3. Please note that the remaining procedure is already scaled. The
following quantities take into account the reduction of material from the
bromination step. Do not scale down these quantities if you have 0.5
grams or more of material. If you have less than 0.5 grams consult your
TA or instructor about scaling the procedure. In a large test tube which
you obtain from your TA place the remainder of your stilbene dibromide
(at least 0.5 gram) along with 3 pellets of potassium hydroxide. (These
consist of about 85% KOH and 15% water. Three pellets weigh about 0.5
g; it is not necessary to weigh them since you are using an excess.) If you
have more than 1.5 g stilbene dibromide, use 4 KOH pellets. Caution:
Potassium hydroxide is very hygroscopic and very caustic; measure it out
quickly and recap the bottle immediately. Clean up any spills with a damp
paper towel. Do not pick up the pellets with your hands (gloved or
otherwise). Use a spatula.
4. Add 4 mL of triethylene glycol.
5. As a heat source for the dehydrobromination reaction, use a sand bath
that has been regulated to 170-180°C. To prepare your sand bath, fill your
heating mantle with sand. Set the step control at 60 volts early in the lab
and work on getting it regulated. It is helpful to stir the bath with a glass
rod (not the thermometer). Do not over- heat it or leave it unattended, If
the sand gets too hot, the thermometer can explode. Thermometers break
very easily if used as a stir rod.
6. When the temperature is regulated, use a clamp to mount the test tube
containing your reaction mixture in the sand bath, occasionally mixing
the contents of the test tube with a glass stirring rod while maintaining the
sand bath at 170-180°C. Caution: Hot sand can cause painful burns!!!

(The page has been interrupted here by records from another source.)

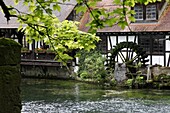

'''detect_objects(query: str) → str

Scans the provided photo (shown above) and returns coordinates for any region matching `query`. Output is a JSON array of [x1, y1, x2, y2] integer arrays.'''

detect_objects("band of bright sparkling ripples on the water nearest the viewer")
[[22, 98, 170, 113]]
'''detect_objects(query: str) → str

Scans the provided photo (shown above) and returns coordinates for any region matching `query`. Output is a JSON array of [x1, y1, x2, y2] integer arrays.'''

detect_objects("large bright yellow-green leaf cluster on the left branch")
[[0, 0, 100, 64]]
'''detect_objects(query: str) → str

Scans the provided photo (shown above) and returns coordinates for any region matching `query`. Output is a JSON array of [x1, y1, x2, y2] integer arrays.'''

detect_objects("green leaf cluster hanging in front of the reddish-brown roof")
[[77, 0, 161, 32]]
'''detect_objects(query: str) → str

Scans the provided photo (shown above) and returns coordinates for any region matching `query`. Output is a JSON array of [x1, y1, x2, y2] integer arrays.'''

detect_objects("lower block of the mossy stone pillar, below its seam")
[[0, 65, 21, 113]]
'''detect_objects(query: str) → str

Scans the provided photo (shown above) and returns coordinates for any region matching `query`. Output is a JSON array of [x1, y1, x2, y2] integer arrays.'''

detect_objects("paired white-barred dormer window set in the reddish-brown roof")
[[134, 4, 157, 21]]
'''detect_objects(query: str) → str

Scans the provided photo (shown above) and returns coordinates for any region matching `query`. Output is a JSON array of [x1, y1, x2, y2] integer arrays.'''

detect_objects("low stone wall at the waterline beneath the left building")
[[21, 65, 71, 79]]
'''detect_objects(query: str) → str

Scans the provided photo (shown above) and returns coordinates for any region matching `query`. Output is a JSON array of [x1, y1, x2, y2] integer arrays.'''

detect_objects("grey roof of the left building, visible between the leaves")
[[0, 0, 77, 28]]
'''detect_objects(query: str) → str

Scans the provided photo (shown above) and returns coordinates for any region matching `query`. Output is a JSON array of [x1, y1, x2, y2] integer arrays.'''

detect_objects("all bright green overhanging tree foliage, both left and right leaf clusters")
[[0, 0, 163, 63]]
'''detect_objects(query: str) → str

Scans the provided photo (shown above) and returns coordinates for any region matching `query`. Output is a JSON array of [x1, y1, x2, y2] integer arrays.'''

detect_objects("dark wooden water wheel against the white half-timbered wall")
[[108, 42, 149, 73]]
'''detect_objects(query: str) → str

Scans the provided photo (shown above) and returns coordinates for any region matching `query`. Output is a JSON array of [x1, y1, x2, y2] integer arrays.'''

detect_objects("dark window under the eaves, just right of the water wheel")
[[138, 35, 165, 55]]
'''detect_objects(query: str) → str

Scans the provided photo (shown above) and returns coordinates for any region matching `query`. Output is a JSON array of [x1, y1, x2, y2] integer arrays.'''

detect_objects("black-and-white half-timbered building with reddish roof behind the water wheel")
[[80, 0, 170, 66]]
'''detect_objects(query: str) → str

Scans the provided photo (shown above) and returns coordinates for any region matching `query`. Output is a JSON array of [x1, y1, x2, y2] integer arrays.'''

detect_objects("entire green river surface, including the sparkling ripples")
[[21, 79, 170, 113]]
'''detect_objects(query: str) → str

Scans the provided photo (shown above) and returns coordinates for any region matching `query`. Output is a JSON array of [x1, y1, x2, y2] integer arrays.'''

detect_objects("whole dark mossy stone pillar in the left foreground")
[[0, 38, 21, 113]]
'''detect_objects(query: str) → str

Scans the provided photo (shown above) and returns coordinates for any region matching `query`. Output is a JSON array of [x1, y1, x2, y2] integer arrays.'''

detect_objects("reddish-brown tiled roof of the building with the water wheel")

Heat the reaction for about twenty minutes. It should turn a fairly
translucent reddish- brown. Remove the test tube from the sand bath
(Reminder: the test tube is hot!) and cool it to room temperature in room
temperature water. Then, place the test tube in an ice bath.
7. Add 20 mL of cold water to the cooled reaction mixture, allow the
reaction to cool for ten or fifteen minutes and collect the resulting nearly
colorless diphenylacetylene by vacuum filtration. Do not rush this step.
Diphenyl acetylene is a low melting solid and if contaminated, can
separate as an oil (melting point depression). Give it time to crystallize.
Isolate the crude produce using an appropriately small vacuum filtration
apparatus. Allow the crude product to dry and measure its melting
point. If the melting point is within five degrees of the literature value
(see below) , do not recrystallize the material.
8. If the melting point is not close to the literature value, it can be
recrystallized directly from 95% ethanol in the hood. Review the
procedure for recrystallization. Essentially, you dissolve your product in
the minimum necessary volume of hot ethanol, carry out a hot gravity
filtration, and let the hot ethanol solution stand undisturbed while it cools
slowly; this should lead to the formation of large colorless crystals. After
the first crop of crystals has been collected by vacuum filtration,
concentrate the mother liquor by boiling it to obtain a second crop of
pure material, which is also collected by vacuum filtration. Combine the
two crops of crystals, and after allowing the product to dry determine the
yield and melting point, and submit the sample to your TA. The reported
melting point of diphenylacetylene is 61°C.
Your Lab Report should include answers to the following questions:
1. What results would have been obtained in this experiment if cisstilbene had been used instead of trans-stilbene as the starting
material? That is, would the intermediate or final products have been
different, and if so, how?
2. How could you determine whether the elimination step occurs by
the E1, or the E2 mechanism?
3. In this synthesis why do we first add two bromine atoms to transstilbene if we are just going to take them off again?
4. Why does the double elimination step require such a high
temperature to proceed? To figure this out, work carefully through
the anti-stereochemistry of the successive bimolecular eliminations.